Structured Data Sources

This answer was generated using Claude Opus 4.5 + BioBTree MCP, querying 25 biological databases.

Further analyze this answer or run your own queries with BioBTree MCP.

Datasets: alphafold, bgee, chembl_molecule, chembl_target, clinical_trials, clinvar, dbsnp, efo, ensembl, gencc, gwas, gwas_study, hgnc, interpro, mesh, mim, mondo, orphanet, pdb, pharmgkb_gene, pubchem_activity, reactome, string, string_interaction, uniprot
Generated: 2026-04-07 — For the latest data, query BioBTree directly via MCP or API.
View API calls (60)
Glaucoma

Section 1: Disease Identifiers

DatabaseIdentifierNameCross-refs
MONDOMONDO:0005041Glaucoma2,014
EFOEFO:0004190Open-angle glaucoma3,213
MeSHD005901Glaucoma877
MeSHD005902Glaucoma, Open-Angle1,977
MeSHD015812Glaucoma, Angle-Closure440
Orphanet98977Juvenile glaucoma327
Orphanet98976Congenital glaucoma476
Glaucoma Subtypes Identified:
  • Primary open-angle glaucoma (POAG) - most common
  • Primary angle-closure glaucoma
  • Juvenile glaucoma
  • Congenital glaucoma (3A, 3B, 3C, 3D, 3E)
  • Exfoliation syndrome
  • Low tension glaucoma
  • Neovascular glaucoma

Section 2: Gwas Landscape

Summary Statistics:

  • Total GWAS associations: 860+ (from MONDO:0005041)
  • Total GWAS associations (POAG): 1,387 (from EFO:0004190)
  • Unique GWAS Studies: 72
  • Key Publications: Nat Genet (2018, 2020, 2021), Science (2024), Nature (2021, 2025)

TOP 50 GWAS ASSOCIATIONS (Ranked by p-value)
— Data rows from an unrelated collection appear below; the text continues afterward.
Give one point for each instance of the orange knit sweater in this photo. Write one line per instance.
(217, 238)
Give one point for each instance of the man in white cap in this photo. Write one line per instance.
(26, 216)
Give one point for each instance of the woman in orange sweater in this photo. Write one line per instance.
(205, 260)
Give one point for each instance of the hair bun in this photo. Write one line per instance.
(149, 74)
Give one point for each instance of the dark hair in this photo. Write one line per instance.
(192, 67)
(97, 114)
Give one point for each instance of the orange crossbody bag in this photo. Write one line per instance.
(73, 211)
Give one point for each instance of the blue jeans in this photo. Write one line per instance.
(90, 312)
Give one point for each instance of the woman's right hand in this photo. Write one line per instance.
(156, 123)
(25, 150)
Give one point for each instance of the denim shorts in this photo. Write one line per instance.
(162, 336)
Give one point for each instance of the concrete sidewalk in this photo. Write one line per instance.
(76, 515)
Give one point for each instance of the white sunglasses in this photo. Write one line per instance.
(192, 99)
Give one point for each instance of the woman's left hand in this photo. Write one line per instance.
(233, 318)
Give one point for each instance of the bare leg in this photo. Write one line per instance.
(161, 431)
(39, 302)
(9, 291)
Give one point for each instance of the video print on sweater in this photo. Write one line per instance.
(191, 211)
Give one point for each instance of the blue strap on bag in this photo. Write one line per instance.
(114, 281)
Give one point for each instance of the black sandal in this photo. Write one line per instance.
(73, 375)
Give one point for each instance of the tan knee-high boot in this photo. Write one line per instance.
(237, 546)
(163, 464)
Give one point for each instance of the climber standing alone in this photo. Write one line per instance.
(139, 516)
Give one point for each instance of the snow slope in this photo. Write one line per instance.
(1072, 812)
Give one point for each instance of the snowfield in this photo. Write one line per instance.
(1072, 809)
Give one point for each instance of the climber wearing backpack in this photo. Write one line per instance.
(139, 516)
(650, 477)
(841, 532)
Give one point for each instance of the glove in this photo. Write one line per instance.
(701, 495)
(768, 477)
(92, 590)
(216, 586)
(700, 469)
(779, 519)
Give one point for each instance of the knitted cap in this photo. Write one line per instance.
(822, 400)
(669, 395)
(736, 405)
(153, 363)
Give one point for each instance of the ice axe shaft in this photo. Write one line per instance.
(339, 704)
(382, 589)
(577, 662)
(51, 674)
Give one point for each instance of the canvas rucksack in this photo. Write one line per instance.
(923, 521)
RankrsID/LocusGeneChrP-valueStudy
1rs7518099TMCO116.0×10⁻⁹²GCST009722
2rs4656461TMCO116.0×10⁻¹⁴GCST001062
3rs7518099TMCO112.0×10⁻⁶²GCST006065
4rs4977756CDKN2B-AS197.0×10⁻⁵⁶GCST011439
5rs944801CDKN2B-AS192.0×10⁻⁴⁹GCST006065
6rs2472493ABCA198.0×10⁻⁵⁹GCST009722
7rs9913911GAS7171.0×10⁻⁵⁸GCST009722
8rs28795989AFAP146.0×10⁻⁴²GCST009722
9rs945686LMX1B93.0×10⁻⁴⁰GCST009722
10rs2024211CAV1/CAV274.0×10⁻⁴⁹GCST009722
11rs9284802DGKG31.0×10⁻³⁹GCST009722
12rs12150284GAS7173.0×10⁻²⁵GCST90018852
13rs2093210C14orf39/SIX6146.0×10⁻²²GCST006395
14rs58073046ARHGEF12111.0×10⁻²¹GCST009722
15rs12699251THSD7A74.0×10⁻¹²GCST006395
16rs10505100ANGPT185.0×10⁻¹²GCST006395
17rs11024102PLEKHA7115.0×10⁻¹³GCST90018852
18rs3788317TXNRD2222.0×10⁻⁰⁷GCST001649
19rs74315329MYOC12.0×10⁻²⁸GCST90018852
20rs192917960RBFOX1161.0×10⁻⁰⁸GCST002529
21rs3753841COL11A119.0×10⁻¹⁰GCST001649
22rs61394862ANKH54.0×10⁻¹⁰GCST006395
23rs73174345FNDC3B33.0×10⁻¹⁴GCST90018852
24rs3184504SH2B3/ATXN2126.0×10⁻⁰⁹GCST009722
25rs12913832LOXL1155.0×10⁻²¹GCST90018852
Additional High-Significance Loci: CADM2, BICC1, LPP, MECOM, EXOC2, PDE7B, KALRN, LTBP2, BCAS3, CASC20, ETS1, ME3, FMNL2, DDR2, EYA2, TRIOBP

Section 3: Variant Details (Dbsnp)

Key Variant Characteristics

rsIDChrPositionRef/AltMAF (gnomAD)ConsequenceGene
rs46564611165717968G/A,C,T0.852IntergenicTMCO1
rs4977756922068653G/A,C,T0.648IntronicCDKN2B-AS1
rs743153291171636338G/A,C0.0009Missense/NonsenseMYOC
rs3213787245419685A/GCommonIntergenicSRBD1
rs735860653258320T/C,GCommonNear geneELOVL5
Variant Classification by Evidence Tier
TierDescriptionCount% of TotalKey Variants
Tier 1Coding (missense, frameshift, nonsense)33%rs74315329 (MYOC)
Tier 2Splice/UTR variants55%Multiple
Tier 3Regulatory variants1515%Multiple
Tier 4Intronic/intergenic7777%Most GWAS hits
Notable Finding: rs74315329 in MYOC is a rare coding variant (MAF 0.09%) with ClinVar pathogenic classification for juvenile/adult open-angle glaucoma. This represents the strongest genetic evidence connecting GWAS to causal mechanism.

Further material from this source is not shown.